Community Resources for Justice (CRJ) represents the long evolution of criminal justice organizations in Massachusetts. The oldest organization in CRJ's history, the New England Society for the Suppression of Vice (NESSV), began in 1878 and worked to create legislation that influence public morality and dissuade crime. The NESSV went through a number of name changes as it took on more goals: in 1891 it was renamed the New England Watch and Ward Society following its new focus on organized crime in the Boston area. In 1957, that became the New England Citizens Crime Commission, focusing further on specific organized crimes groups.
In 1967 the NECCC turned back to crime prevention under the name Massachusetts Council on Crime and Correction.

Shortly after the NESSV began, a parallel organization, the Massachusetts Prison Association, was founded in 1889. It focused on providing temporary amenities for recently released criminals. In 1937, it broadened scope to provide emergency services to the previously incarcerated. The Massachusetts Prison Association continued to merge with other corrections societies such as the John Howard Society and the Friends of Prisoners in 1940.

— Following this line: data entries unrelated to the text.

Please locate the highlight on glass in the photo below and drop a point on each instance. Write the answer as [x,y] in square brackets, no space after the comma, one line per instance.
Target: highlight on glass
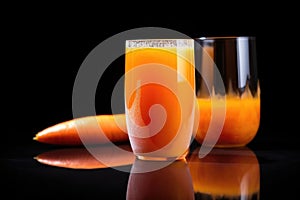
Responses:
[235,59]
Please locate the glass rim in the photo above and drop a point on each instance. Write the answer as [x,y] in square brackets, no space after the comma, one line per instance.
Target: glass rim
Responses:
[221,38]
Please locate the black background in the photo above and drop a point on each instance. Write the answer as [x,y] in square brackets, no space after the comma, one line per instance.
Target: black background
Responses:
[45,45]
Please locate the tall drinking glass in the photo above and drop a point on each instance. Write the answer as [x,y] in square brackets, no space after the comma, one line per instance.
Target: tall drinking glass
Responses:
[235,59]
[160,97]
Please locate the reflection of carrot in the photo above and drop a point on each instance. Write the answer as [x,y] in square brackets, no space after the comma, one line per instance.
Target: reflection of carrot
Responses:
[80,158]
[88,130]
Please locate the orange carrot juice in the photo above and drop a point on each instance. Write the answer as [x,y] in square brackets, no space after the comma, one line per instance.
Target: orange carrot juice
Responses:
[241,120]
[159,92]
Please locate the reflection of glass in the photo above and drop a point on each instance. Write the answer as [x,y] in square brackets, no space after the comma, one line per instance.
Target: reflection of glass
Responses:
[225,174]
[159,93]
[81,158]
[235,58]
[170,182]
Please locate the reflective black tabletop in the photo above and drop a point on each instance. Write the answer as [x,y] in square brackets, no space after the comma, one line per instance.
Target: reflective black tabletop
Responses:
[264,169]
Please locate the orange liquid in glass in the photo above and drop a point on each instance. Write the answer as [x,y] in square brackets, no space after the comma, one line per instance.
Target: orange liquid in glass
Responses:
[175,134]
[241,120]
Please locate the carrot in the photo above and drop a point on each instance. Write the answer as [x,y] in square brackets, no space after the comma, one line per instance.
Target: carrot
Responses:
[88,130]
[81,158]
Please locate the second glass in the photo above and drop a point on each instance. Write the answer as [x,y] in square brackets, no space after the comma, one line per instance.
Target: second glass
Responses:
[160,97]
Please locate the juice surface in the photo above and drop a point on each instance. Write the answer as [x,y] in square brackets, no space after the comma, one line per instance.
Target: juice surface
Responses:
[172,96]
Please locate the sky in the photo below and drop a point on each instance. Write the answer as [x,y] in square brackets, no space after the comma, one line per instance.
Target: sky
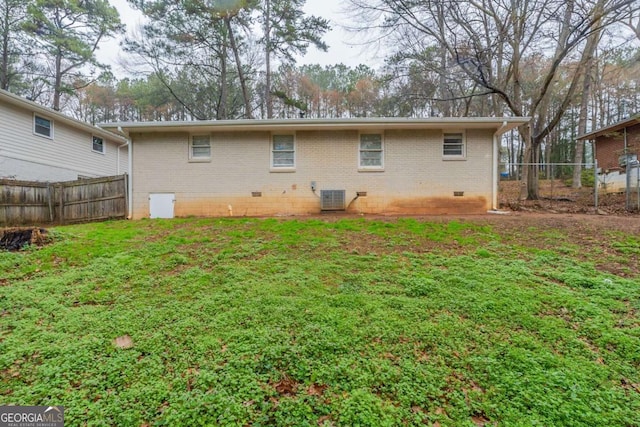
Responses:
[343,47]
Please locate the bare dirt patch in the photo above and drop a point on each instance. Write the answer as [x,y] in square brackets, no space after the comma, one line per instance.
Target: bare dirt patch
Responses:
[14,239]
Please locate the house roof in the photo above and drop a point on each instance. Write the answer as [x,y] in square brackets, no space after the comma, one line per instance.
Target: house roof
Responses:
[497,124]
[56,116]
[631,121]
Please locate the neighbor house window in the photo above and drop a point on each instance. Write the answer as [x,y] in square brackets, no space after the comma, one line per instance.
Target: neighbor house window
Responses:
[200,147]
[283,151]
[371,151]
[453,145]
[42,126]
[97,144]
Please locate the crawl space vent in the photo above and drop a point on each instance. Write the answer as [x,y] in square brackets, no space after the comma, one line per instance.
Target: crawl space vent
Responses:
[332,200]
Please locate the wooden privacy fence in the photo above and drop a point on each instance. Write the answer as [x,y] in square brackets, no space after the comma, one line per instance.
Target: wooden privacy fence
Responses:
[26,202]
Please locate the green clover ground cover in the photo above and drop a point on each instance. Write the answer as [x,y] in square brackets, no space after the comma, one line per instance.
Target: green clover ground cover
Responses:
[310,322]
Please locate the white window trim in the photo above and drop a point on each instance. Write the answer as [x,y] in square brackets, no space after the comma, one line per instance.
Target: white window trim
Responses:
[462,156]
[272,167]
[34,126]
[104,145]
[382,149]
[192,158]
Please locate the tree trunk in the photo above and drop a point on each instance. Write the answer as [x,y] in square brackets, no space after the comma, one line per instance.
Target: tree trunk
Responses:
[222,112]
[243,82]
[267,59]
[588,61]
[525,134]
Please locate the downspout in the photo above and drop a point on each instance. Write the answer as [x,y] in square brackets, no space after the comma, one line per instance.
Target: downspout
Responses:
[118,156]
[496,155]
[129,170]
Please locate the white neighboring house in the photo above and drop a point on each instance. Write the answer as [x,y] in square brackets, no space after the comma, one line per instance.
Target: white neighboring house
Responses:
[40,144]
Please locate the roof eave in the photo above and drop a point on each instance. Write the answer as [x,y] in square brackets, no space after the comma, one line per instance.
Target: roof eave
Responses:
[611,129]
[319,124]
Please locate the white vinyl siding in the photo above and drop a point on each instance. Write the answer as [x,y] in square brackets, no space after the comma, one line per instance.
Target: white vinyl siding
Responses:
[42,126]
[371,152]
[70,156]
[283,152]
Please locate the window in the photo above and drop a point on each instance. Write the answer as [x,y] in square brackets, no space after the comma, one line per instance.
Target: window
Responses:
[371,151]
[97,144]
[453,145]
[200,148]
[42,126]
[283,151]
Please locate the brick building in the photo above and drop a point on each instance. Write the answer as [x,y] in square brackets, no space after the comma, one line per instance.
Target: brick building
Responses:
[615,146]
[305,166]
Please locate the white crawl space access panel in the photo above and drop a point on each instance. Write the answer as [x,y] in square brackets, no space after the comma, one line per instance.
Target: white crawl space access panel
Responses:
[161,205]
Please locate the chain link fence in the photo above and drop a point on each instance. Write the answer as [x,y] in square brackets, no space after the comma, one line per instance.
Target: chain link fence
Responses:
[617,191]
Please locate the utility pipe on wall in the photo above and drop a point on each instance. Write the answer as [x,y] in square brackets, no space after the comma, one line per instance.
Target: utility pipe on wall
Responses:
[129,174]
[494,164]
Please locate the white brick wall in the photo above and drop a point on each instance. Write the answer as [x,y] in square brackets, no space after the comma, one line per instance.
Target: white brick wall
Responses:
[415,178]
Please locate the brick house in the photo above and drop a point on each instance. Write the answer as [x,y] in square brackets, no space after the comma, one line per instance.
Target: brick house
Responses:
[40,144]
[616,146]
[306,166]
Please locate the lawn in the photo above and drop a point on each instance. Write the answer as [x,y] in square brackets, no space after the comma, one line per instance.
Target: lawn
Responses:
[334,322]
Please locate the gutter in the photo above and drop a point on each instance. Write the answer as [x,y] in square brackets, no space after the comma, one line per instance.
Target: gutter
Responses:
[129,170]
[494,164]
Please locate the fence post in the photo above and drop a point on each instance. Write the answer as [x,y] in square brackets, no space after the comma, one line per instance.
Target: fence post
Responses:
[595,182]
[49,201]
[61,197]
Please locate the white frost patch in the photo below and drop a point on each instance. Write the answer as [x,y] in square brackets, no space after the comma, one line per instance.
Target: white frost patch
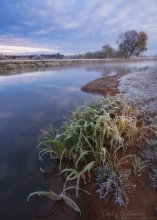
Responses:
[141,87]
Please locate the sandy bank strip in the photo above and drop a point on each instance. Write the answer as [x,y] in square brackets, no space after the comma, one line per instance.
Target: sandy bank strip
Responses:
[142,88]
[7,66]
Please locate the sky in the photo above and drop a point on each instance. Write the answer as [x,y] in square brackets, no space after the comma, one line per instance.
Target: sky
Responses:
[73,26]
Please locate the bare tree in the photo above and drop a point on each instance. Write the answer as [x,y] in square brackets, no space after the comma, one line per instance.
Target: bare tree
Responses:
[132,43]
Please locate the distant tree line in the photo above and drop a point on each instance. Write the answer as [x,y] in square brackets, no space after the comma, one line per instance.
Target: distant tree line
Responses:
[130,43]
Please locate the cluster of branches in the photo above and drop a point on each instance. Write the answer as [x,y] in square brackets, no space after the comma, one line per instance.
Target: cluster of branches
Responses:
[130,43]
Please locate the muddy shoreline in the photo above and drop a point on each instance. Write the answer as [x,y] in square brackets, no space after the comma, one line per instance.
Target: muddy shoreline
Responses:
[14,66]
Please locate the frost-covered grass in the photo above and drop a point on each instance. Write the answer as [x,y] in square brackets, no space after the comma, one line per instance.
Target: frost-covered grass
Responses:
[141,87]
[95,141]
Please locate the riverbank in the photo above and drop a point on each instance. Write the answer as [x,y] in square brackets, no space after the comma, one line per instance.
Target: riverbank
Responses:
[16,66]
[139,86]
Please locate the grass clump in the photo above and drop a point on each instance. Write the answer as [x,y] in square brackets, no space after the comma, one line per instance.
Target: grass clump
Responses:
[92,142]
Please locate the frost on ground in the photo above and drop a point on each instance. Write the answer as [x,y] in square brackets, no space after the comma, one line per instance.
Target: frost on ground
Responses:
[141,87]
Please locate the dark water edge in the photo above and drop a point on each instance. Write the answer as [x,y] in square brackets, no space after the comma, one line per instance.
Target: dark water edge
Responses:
[30,102]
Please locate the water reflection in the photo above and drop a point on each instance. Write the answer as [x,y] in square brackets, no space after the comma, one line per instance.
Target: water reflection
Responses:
[29,102]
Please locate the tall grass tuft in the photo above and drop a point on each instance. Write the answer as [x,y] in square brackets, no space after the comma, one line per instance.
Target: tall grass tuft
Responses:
[95,137]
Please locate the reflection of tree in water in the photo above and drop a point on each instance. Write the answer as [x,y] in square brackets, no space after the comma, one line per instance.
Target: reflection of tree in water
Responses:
[111,70]
[59,209]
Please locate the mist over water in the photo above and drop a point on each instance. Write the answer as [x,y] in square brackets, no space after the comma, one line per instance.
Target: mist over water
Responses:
[30,102]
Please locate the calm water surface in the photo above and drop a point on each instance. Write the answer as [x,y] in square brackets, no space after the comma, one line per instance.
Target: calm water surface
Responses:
[30,102]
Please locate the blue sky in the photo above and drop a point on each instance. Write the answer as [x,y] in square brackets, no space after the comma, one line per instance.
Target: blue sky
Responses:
[73,26]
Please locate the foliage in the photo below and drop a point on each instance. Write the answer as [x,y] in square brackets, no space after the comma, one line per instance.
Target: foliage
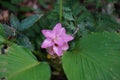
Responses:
[92,55]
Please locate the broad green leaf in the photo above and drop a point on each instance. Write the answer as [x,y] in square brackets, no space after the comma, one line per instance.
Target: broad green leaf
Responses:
[2,30]
[68,16]
[19,64]
[9,31]
[24,41]
[14,22]
[95,57]
[29,21]
[16,1]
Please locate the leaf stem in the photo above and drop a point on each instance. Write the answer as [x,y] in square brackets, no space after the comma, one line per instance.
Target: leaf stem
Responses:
[60,10]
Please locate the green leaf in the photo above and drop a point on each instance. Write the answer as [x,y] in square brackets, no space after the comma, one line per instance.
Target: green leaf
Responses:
[2,30]
[95,57]
[8,6]
[68,16]
[16,1]
[24,41]
[9,31]
[29,21]
[14,21]
[19,64]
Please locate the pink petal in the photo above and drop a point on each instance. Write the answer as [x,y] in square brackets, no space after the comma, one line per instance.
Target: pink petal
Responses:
[59,41]
[57,50]
[47,43]
[65,46]
[62,31]
[48,33]
[67,38]
[57,28]
[50,50]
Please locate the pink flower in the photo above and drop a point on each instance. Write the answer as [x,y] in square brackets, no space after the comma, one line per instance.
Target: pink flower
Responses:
[56,40]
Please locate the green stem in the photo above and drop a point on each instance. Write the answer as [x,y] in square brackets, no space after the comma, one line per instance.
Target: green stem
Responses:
[60,10]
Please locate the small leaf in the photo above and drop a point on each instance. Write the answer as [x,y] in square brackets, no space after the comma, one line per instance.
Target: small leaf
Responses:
[95,57]
[14,21]
[68,16]
[2,30]
[20,64]
[29,21]
[24,41]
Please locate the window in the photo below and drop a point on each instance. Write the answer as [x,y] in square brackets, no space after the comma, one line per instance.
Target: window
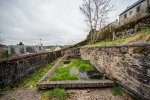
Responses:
[125,16]
[138,8]
[130,12]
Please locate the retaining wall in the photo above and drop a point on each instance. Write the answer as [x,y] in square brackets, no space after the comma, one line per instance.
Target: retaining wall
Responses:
[14,70]
[128,65]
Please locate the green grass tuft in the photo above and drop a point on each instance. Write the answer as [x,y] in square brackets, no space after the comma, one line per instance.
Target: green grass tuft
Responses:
[32,81]
[117,90]
[59,94]
[62,73]
[82,65]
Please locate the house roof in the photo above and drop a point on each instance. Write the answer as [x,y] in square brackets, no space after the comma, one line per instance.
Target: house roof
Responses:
[133,5]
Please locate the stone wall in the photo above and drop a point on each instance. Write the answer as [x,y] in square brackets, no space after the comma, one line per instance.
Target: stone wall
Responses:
[14,70]
[128,65]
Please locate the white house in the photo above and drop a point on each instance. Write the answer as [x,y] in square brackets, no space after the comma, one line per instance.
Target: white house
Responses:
[138,9]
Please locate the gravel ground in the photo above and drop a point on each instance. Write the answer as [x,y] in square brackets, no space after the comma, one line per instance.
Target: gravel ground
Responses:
[83,94]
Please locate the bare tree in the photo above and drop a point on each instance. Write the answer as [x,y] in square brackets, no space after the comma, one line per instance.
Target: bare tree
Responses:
[95,12]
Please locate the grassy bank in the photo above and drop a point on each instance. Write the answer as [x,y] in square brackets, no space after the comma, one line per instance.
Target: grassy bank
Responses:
[143,36]
[63,72]
[58,94]
[32,80]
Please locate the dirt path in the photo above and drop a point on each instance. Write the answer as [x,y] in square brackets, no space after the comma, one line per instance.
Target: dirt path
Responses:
[83,94]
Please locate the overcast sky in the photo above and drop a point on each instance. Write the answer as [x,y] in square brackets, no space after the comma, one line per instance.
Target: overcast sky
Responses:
[54,21]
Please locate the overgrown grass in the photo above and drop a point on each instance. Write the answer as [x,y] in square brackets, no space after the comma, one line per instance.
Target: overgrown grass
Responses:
[63,72]
[82,65]
[117,90]
[125,40]
[32,81]
[59,94]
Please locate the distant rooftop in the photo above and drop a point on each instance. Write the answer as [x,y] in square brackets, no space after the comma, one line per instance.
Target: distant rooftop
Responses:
[133,5]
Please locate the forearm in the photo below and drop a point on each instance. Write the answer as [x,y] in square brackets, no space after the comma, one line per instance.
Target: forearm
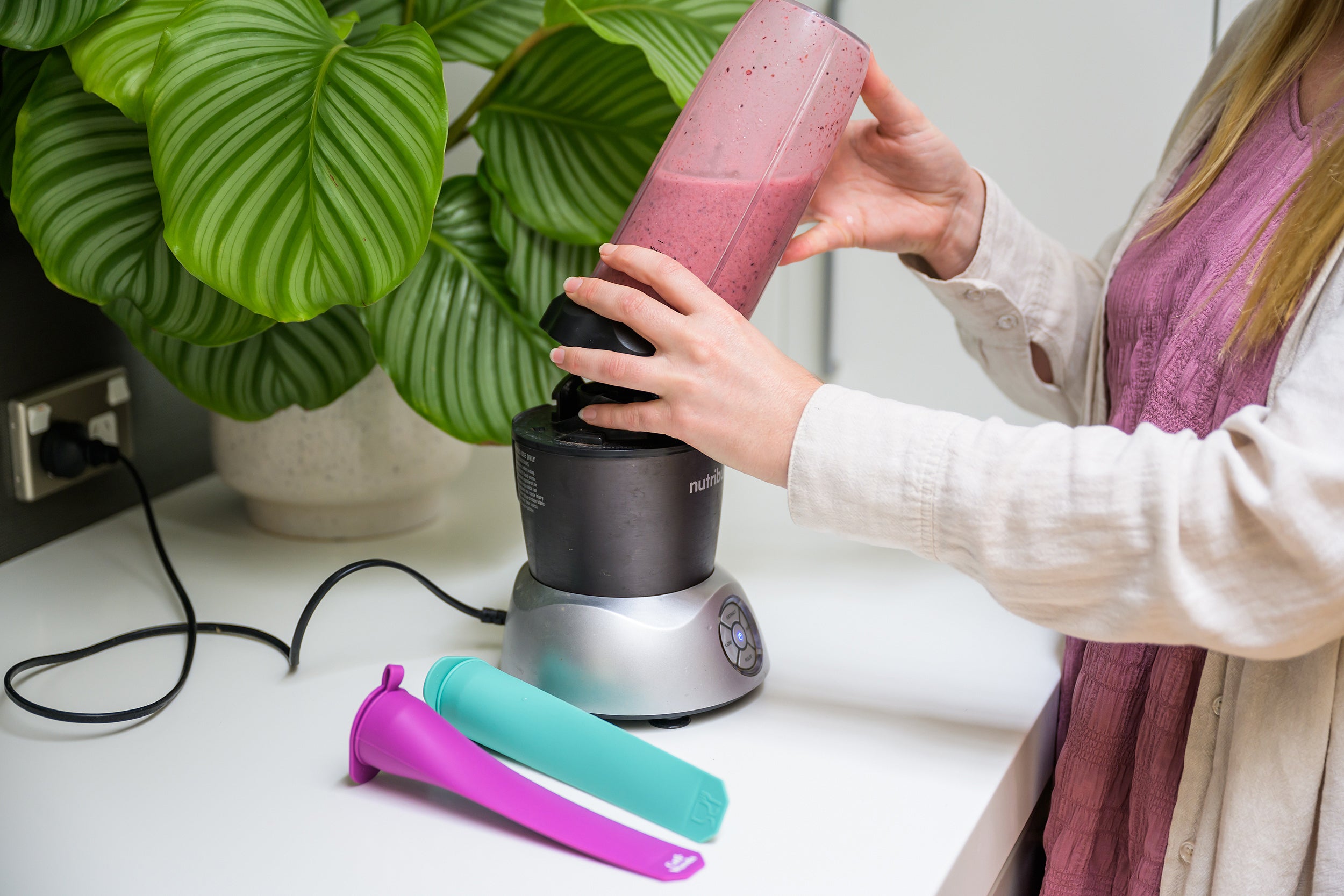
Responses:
[1151,537]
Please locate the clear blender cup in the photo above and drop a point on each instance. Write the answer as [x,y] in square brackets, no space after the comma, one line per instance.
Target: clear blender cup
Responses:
[737,171]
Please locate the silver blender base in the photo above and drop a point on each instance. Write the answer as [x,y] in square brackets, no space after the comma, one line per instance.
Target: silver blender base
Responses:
[659,657]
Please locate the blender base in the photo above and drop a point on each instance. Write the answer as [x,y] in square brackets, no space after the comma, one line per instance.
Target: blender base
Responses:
[625,658]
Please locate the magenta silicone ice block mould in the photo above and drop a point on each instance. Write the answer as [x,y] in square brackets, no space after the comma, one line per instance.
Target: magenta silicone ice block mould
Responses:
[399,734]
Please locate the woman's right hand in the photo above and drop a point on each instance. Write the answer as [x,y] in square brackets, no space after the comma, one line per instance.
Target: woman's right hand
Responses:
[898,184]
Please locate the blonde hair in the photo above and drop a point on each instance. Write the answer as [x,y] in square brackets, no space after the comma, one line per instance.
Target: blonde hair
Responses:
[1273,58]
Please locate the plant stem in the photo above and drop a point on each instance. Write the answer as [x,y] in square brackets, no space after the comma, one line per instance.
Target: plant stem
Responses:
[457,130]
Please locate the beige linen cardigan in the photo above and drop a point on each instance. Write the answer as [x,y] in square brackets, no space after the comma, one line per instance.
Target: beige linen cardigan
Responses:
[1234,542]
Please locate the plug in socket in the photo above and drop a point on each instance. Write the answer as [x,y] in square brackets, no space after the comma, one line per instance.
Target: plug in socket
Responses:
[101,402]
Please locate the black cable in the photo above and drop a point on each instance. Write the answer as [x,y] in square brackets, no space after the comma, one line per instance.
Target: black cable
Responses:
[98,453]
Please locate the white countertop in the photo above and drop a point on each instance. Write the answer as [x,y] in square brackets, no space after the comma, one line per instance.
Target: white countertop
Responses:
[898,746]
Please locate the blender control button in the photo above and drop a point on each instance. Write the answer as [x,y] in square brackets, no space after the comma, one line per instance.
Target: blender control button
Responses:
[730,649]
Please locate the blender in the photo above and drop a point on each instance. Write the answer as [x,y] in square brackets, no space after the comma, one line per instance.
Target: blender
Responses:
[621,607]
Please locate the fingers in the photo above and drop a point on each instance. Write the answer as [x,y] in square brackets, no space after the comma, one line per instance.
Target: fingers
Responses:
[641,417]
[613,369]
[682,289]
[889,106]
[823,238]
[647,316]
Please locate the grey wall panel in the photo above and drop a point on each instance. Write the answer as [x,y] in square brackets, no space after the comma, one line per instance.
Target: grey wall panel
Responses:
[47,336]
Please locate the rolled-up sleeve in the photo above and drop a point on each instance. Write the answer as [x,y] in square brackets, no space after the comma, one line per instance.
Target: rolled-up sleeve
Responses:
[1022,288]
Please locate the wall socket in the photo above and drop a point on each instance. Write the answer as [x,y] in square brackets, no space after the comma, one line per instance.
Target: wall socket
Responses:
[101,402]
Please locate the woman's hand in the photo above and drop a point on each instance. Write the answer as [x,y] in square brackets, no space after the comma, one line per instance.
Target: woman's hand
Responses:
[897,184]
[724,388]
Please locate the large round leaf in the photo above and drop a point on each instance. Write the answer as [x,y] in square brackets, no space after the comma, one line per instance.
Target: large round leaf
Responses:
[480,31]
[297,173]
[537,264]
[85,198]
[679,37]
[373,15]
[18,71]
[571,132]
[115,55]
[37,25]
[453,338]
[308,364]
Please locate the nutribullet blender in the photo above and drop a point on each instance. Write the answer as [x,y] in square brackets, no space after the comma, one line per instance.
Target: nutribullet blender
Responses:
[621,609]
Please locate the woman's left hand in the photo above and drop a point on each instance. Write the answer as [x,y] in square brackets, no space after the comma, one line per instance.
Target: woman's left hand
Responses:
[722,386]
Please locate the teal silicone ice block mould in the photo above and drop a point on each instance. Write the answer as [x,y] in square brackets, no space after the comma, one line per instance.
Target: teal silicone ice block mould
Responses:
[538,730]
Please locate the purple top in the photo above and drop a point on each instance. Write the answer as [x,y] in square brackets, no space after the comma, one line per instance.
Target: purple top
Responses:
[1125,708]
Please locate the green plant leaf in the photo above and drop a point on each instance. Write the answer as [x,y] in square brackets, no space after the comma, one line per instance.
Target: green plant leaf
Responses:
[679,37]
[308,364]
[37,25]
[345,23]
[571,132]
[373,15]
[480,31]
[452,336]
[297,173]
[537,265]
[116,54]
[85,199]
[18,71]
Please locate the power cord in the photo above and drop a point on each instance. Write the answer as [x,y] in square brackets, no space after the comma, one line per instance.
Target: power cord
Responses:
[66,451]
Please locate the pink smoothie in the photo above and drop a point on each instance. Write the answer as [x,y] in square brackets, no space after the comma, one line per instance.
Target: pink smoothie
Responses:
[694,221]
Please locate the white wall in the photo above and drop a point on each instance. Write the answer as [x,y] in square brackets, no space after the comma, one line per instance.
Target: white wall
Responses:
[1065,104]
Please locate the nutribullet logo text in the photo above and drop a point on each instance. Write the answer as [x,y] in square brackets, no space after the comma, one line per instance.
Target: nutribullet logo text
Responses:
[707,483]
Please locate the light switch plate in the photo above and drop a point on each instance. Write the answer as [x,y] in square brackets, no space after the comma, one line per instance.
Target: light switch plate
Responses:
[101,402]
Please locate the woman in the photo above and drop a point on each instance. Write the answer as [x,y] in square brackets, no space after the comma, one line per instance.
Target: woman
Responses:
[1183,523]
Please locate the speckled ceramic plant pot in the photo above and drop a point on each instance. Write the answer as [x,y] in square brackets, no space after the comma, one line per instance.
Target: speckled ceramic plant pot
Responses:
[364,465]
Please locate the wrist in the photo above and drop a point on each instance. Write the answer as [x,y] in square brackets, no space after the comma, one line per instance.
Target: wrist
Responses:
[961,238]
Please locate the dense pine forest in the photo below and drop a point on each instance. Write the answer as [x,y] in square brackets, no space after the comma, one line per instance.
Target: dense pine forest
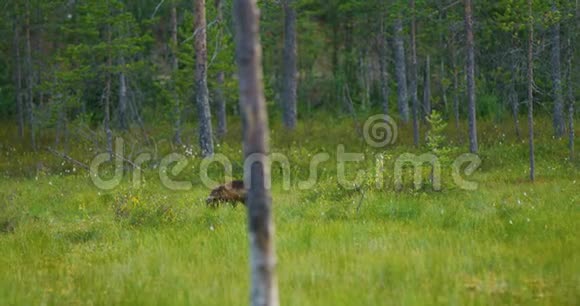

Following a loss of funding in 1975, these two larger organizations, the Massachusetts Council on Crime and Correction and the Massachusetts Correctional Association, merged to become the Crime and Justice Foundation. The group’s current name, Community Resources for Justice (CRJ), was created in 1999 after merging with MHHI.

Today, the organization provides services to ex–offenders to re-integrate them into society, and reforming the criminal justice system through public policy development while simultaneously pushing for legislation aiding adults with intellectual disabilities and troubled youth.

==Activities==
Community Resources for Justice provides services to ex–offenders to re–integrate them into society while also working to reform the criminal justice system through public policy development. CRJ also provides services to adults with intellectual disabilities. CRJ operates group homes, halfway houses, and youth residential facilities in three states.

CRJ's policy work is partially accomplished through its research arm, The Crime and Justice Institute. The Institute collaborates with both regional and national organizations to conduct research and write policy briefs to further inform both scholarly research and public policy.

==Recent work==
In 2001, CRJ released a study that showed that corrections overhauls from the late 1980s stripped the focus on rehabilitation from prison life, leaving prisoners unfit to be released. The study states that 62 percent of former state prison inmates will be rearrested within three years of release. Reporting on the study highlighted the increasing likelihood of recidivism, due to the decline in reintegration programs, and discussed law enforcement's challenge in not just putting criminals in prison, but finding methods to help them stop reoffending.

CRJ, along with The Boston Foundation, conducted research with employers, advocates, criminal records officials, landlords, and legislators to give "a first look at the real-world effects of changes to the Criminal Offender Record Information system, widely known by the acronym CORI, which had been lauded by activists as a game-changer for people with criminal records looking to reintegrate into society." CRJ's work helped put the “Ban the Box” provision into place, which prevents employers from asking about criminal records on initial job applications, but their subsequent study showed that while this has allowed more former convicts to get job interviews, it has seldom translated into jobs.